Разобрался позже. И помогло мне письмо одного уральца, которое попало в мои руки через несколько дней после визита к приятелю.


«Сейчас я нахожусь в Ленинграде, — сообщал он, — куда приехал поездом из Свердловска. Всю дорогу творилось что-то невообразимое — с утра до вечера гремело радио, и укрыться от него было негде. Регуляторы звука бездействовали, и песни лились во всю ширь и мощь, способные до краев наполнить звуками не только целый вагон, но даже привокзальную площадь. Словом, сошел я в Ленинграде с головой, нафаршированной звучащими магнитофонными лентами».

Ага, вот, значит, откуда возникает потребность в выпевании накопленного за поездку репертуара. Но, может быть, это частный случай, некое музыкальное происшествие в поезде, которым ехал уралец?
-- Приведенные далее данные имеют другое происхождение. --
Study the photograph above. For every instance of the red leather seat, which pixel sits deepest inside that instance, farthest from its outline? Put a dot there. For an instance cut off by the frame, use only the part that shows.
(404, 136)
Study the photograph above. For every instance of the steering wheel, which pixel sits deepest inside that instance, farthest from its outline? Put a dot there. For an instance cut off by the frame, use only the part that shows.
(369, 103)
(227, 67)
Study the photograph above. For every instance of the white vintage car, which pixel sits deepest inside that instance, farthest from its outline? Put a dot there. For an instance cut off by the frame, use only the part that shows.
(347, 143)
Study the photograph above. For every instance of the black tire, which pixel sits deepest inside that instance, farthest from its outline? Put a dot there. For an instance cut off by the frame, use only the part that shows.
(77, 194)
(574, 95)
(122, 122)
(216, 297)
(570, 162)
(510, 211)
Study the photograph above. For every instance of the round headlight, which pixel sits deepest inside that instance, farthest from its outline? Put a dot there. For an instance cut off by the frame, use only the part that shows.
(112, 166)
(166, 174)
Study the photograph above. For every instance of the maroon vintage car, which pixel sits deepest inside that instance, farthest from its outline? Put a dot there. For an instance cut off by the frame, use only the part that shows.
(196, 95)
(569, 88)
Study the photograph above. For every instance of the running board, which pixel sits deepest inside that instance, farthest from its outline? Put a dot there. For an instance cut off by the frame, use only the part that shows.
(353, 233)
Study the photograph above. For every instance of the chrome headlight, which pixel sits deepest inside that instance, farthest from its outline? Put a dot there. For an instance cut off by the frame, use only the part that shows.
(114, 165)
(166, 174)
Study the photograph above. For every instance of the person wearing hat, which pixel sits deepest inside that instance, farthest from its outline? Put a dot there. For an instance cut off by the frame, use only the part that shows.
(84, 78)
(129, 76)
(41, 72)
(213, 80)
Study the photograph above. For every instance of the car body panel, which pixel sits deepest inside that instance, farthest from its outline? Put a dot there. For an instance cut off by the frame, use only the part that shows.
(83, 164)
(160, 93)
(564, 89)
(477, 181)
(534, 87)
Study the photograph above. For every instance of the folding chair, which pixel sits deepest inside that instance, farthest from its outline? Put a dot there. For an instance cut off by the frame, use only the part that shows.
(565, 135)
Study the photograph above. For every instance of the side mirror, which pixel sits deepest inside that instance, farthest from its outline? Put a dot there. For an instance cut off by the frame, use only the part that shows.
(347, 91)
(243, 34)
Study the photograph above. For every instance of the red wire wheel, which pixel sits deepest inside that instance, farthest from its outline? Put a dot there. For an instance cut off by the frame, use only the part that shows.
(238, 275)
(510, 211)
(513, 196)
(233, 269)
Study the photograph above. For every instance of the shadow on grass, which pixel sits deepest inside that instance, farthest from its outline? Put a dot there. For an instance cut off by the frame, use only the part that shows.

Увы, продолжение его письма рассеяло всякие иллюзии:

«А месяца полтора назад поездом № 100 я ехал из Оренбурга в Свердловск. И как только он отошел, на радиоузле включили вагонную трансляцию. Репродукторы орали непрерывно вплоть до Орска, то есть до двадцати трех ноль-ноль. Такое, с позволения сказать, радиообслуживание способно довести человека до нервного расстройства».

Да, письмо уральца (есть немало и других аналогичных сигналов в редакции) настраивало отнюдь не на веселые размышления.

Кто не знает, что поезд сам по себе не бесшумен. Дико было бы прочитать сейчас в газетном очерке такую фразу: «Вдруг раздался, пронзительный свисток паровоза». Давно уже ушли на покой паровозы со свистками и гудками, мягче, глуше стал ход вагонов, да и подогнаны внутри детали так, чтобы ничего в пути не дребезжало и не стучало (о вагонах с дефектами мы не говорим — это, что называется, особая статья). Но вот радио…

В наш насыщенный электричеством, высокомеханизированный быт уверенно вошли, став обыденными, такие понятия, как утечка газа, утечка электричества. А может быть, с легкой руки вагонного главка МПС войдет и новый термин — утечка звука?

Нет, ни уралец, ни авторы других писем, ни сам автор фельетона не предлагают принять крайние меры: с корнем выдрать репродукторы и перерезать радиопровода.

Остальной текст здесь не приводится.